Homicide: The Movie is worth watching but it's not great, eg. I didn't bother burning a copy of the rental DVD, I'd rather hold out for a DVD boxset which I'll probably have to import from overseas. The story is fairly interesting but still isn't up to the standard of the early days of the show, the presentation is very "TV movie" but we can hardly knock that given its source material. The writers went for Bayliss/Pembleton as the main dynamic which is reassuring, but again the magic is never quite recaptured.
Homcide: The Movie ends up being a fitting end to the unfortunately downward trend of the TV series. It was good to see all the characters back but it ends up being yet another installment of Homicide that doesn't live up to the show's brilliant first five seasons. It was a good effort though.
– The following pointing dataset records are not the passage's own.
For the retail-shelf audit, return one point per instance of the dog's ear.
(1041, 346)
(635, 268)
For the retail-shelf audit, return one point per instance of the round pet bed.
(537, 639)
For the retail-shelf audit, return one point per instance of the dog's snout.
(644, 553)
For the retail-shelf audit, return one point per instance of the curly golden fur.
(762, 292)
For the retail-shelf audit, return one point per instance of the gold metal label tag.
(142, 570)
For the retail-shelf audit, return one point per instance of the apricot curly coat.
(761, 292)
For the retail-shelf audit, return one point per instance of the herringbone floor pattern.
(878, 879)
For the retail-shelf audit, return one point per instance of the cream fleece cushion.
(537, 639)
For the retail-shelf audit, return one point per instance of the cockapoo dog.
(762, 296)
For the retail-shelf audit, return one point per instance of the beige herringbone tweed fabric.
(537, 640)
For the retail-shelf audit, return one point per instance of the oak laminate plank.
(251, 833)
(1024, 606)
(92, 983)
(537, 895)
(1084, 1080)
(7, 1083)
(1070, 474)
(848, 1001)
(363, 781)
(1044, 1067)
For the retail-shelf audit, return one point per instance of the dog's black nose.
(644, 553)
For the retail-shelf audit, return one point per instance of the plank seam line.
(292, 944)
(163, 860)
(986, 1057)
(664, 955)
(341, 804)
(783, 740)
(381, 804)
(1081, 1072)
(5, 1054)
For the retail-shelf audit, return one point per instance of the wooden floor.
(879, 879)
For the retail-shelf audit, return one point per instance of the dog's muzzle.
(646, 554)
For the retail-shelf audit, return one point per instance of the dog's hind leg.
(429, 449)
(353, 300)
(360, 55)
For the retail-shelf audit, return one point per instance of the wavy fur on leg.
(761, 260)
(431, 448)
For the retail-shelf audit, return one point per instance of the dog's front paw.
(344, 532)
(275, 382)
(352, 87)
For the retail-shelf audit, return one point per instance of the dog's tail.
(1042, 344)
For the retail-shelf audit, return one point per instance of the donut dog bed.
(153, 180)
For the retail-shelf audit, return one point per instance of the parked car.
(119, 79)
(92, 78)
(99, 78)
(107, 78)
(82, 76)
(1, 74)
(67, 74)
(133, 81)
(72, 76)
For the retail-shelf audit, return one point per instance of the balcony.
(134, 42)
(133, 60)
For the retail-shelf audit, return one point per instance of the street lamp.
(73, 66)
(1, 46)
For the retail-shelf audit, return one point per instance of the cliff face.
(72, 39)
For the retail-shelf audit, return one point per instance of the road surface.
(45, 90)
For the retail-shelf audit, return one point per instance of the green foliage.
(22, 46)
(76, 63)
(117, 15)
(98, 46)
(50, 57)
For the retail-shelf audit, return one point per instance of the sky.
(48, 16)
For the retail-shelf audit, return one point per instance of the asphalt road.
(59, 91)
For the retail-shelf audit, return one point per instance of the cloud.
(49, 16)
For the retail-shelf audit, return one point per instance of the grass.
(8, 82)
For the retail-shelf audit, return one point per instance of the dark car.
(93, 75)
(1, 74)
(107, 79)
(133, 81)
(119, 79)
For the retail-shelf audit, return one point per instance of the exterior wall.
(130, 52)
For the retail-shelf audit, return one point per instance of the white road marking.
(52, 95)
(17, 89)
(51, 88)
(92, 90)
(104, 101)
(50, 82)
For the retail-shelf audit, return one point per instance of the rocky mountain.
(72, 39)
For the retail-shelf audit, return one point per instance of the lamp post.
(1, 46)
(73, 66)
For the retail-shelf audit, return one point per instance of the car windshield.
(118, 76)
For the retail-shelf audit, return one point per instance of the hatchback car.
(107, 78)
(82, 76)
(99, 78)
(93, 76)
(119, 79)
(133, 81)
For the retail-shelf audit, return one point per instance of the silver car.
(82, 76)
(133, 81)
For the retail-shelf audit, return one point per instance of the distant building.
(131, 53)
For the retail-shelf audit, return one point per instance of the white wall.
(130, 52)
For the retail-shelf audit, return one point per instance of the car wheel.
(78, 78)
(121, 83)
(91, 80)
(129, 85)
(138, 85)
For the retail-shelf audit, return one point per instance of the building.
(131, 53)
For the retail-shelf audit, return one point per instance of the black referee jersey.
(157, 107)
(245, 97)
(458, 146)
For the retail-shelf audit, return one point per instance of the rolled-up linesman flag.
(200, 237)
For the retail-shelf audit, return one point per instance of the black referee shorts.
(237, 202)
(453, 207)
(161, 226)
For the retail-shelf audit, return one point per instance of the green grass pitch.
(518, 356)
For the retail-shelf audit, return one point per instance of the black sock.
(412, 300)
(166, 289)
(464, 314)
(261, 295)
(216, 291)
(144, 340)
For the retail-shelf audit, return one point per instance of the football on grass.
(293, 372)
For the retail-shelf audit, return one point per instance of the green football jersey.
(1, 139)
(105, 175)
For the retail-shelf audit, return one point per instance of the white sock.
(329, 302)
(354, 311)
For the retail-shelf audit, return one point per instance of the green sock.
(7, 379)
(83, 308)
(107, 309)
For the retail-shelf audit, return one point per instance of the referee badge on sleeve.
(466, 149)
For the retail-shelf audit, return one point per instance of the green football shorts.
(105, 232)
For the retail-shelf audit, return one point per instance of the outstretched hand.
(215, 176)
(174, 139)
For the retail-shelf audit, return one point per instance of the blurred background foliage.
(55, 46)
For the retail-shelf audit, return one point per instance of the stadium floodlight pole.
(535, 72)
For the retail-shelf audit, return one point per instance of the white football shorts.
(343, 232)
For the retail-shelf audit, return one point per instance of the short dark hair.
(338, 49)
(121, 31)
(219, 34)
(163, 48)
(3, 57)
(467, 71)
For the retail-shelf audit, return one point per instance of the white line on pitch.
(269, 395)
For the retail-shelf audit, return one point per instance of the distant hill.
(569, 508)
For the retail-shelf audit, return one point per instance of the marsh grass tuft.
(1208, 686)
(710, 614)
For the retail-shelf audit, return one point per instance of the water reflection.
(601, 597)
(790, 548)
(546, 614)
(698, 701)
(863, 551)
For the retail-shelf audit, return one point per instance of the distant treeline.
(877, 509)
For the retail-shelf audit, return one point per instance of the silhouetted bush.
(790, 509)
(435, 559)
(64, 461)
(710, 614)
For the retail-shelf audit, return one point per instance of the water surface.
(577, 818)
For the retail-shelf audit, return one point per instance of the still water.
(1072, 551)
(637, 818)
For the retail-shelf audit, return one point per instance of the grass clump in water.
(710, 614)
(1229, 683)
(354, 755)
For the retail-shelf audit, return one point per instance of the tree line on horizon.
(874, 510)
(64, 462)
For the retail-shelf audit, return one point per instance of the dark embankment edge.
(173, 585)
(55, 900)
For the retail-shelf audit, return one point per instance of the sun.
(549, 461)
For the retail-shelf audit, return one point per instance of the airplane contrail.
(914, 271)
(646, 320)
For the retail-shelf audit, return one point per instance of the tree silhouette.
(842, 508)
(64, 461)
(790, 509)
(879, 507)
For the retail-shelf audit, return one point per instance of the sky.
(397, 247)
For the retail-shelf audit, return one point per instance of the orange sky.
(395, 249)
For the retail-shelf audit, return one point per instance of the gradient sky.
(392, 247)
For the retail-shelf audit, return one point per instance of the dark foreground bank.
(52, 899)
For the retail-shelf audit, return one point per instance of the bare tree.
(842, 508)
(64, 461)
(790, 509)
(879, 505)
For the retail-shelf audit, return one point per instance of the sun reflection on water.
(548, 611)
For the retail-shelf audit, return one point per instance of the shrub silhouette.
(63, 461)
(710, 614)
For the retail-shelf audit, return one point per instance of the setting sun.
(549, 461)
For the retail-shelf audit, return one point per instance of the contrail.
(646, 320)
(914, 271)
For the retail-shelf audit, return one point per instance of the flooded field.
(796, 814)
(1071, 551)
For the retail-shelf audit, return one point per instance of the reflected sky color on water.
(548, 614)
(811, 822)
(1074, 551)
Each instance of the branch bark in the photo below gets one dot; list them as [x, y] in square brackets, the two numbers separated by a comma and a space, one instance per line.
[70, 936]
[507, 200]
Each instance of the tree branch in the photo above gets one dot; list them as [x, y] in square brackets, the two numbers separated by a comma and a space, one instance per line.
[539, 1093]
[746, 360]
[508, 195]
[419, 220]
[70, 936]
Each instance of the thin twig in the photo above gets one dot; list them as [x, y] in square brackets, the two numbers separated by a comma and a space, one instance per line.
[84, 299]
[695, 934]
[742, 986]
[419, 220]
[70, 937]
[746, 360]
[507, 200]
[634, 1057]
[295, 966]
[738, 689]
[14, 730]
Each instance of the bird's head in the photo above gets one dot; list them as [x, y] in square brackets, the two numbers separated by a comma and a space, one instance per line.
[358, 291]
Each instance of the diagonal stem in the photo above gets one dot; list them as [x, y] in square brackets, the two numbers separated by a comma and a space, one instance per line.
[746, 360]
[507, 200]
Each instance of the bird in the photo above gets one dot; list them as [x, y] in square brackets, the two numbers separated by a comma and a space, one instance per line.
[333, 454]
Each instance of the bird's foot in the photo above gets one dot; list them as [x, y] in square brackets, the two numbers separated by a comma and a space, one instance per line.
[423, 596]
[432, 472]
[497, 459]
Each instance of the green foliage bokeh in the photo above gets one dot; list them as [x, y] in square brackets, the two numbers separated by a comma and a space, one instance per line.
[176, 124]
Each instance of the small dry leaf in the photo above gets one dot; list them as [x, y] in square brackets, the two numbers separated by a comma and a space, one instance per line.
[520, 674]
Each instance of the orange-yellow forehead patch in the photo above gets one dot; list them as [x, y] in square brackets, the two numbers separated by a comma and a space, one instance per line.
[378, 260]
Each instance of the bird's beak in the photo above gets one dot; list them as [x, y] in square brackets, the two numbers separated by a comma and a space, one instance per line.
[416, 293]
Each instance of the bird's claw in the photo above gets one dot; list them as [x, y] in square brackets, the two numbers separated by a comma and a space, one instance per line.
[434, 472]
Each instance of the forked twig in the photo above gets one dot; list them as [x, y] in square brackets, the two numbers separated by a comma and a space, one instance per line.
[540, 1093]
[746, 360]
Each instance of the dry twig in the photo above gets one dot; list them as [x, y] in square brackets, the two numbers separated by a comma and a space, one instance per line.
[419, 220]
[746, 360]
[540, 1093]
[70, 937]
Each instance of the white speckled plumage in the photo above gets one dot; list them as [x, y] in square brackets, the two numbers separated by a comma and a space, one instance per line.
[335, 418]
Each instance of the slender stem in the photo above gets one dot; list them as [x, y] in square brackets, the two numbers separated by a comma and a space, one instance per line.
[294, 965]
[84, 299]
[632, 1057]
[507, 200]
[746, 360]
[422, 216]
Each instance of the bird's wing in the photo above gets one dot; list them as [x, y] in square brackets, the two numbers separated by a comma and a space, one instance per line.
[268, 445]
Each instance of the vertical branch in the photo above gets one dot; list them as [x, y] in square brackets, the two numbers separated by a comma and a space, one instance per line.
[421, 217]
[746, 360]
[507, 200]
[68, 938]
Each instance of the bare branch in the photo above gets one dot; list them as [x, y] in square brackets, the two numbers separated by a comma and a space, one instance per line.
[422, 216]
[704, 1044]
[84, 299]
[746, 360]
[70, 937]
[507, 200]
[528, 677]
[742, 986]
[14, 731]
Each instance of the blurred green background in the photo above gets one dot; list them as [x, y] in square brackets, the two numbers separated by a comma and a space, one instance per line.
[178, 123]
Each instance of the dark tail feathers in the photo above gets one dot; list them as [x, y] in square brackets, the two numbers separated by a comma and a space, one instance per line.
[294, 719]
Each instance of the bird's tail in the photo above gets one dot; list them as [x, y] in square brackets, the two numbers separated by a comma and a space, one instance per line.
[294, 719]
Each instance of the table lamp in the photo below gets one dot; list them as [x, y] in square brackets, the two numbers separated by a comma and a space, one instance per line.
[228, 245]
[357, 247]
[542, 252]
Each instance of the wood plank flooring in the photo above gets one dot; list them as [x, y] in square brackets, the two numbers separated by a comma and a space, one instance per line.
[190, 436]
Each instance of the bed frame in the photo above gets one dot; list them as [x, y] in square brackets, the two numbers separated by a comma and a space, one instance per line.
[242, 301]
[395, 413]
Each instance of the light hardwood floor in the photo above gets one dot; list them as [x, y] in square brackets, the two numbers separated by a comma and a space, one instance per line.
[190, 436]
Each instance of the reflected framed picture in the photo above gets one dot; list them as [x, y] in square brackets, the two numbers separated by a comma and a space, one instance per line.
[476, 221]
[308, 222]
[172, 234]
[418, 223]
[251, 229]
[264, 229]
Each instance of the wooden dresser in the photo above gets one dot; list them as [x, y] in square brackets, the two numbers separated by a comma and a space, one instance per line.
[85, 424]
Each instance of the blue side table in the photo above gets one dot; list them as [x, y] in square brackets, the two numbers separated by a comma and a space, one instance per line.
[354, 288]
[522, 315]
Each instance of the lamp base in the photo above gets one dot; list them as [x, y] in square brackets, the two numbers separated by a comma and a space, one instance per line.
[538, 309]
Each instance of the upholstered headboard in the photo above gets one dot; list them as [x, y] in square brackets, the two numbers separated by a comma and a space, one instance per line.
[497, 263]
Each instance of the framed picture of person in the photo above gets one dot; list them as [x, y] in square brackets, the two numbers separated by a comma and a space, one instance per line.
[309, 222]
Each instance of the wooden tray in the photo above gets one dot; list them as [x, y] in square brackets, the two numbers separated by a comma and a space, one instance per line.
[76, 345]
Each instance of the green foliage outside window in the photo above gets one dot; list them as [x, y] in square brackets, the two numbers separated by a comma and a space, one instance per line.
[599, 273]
*** This review may contain spoilers ***
Homicide: Life on the Street was an interesting series. For five
seasons, I would say it was an *excellent* series, until executive
meddling brought it down in its last two years (younger, more
attractive cops! more sensational cases!). This TV movie served to wrap
up the show.
The main problem is how the "let's bring everyone back for The Most Important Case" premise - all detectives return to investigate the shooting of Giardello (Yaphet Kotto) - clashes with the series' main tone. Homicide was always at its best in quieter, minimalistic moments.
Also, like in a class reunion, suddenly having so many old acquaintances around means you end up ignoring most of them. Here the focus is on the couple with the most complex psychological interplay, the duo Pembleton (Andre Braugher) / Bayliss (Kyle Secor). Their powerful last confrontation is the movie's highlight, in spite of it being distractingly over-directed. This character moment really called for a subtler approach.
The second best scene is a comedic one, a montage of Kellerman (Reed Diamond) nonchalantly eating various foods as his partner uselessly pursues an aggressive line of investigation.
Overall, what can be done with his sort of things is done fairly well, although the best conclusion for Homicide would have been ending the series a few years earlier.
Homicide: The Movie proved to be a good wrap-up to a well-written, well-directed, and well-acted series. Loose ends were tied up that weren't properly addressed at the end of the final season. The entire series, and especially the movie, provided a life-like look at life (and death) in Baltimore, a culturally unique city with an extremely high murder rate. My attraction to the series began long before I moved to Baltimore, but once I experienced life here for myself, I realized how realistic it was. And the movie certainly retained that spirit. I will certainly miss new original episodes of the series, but am very grateful to NBC and the producers and cast for giving us one last glimpse at the dark side of Charm City.
Homicide:The Movie reunites the principal leads of the original show eight years after the events of the last episode occurred. The story revolves around former Homicide Captain Al "G" Giardello, who is running for mayor, and who is shot at a political rally. The next two hours involves the search for the assailant and it has some interesting moments, such as a brilliant scene between Bayliss and Pembleton, along with great acting and directing. The only real flaw here is the script, which brings back all these characters, but hardly gives most of them anything to do. The show's more interesting characters, such as Munch and Lewis, are given minimal screen time, while the supporting characters are given even less. However, if you enjoyed this show when it aired, you might want to take a look at Homicide:The Movie.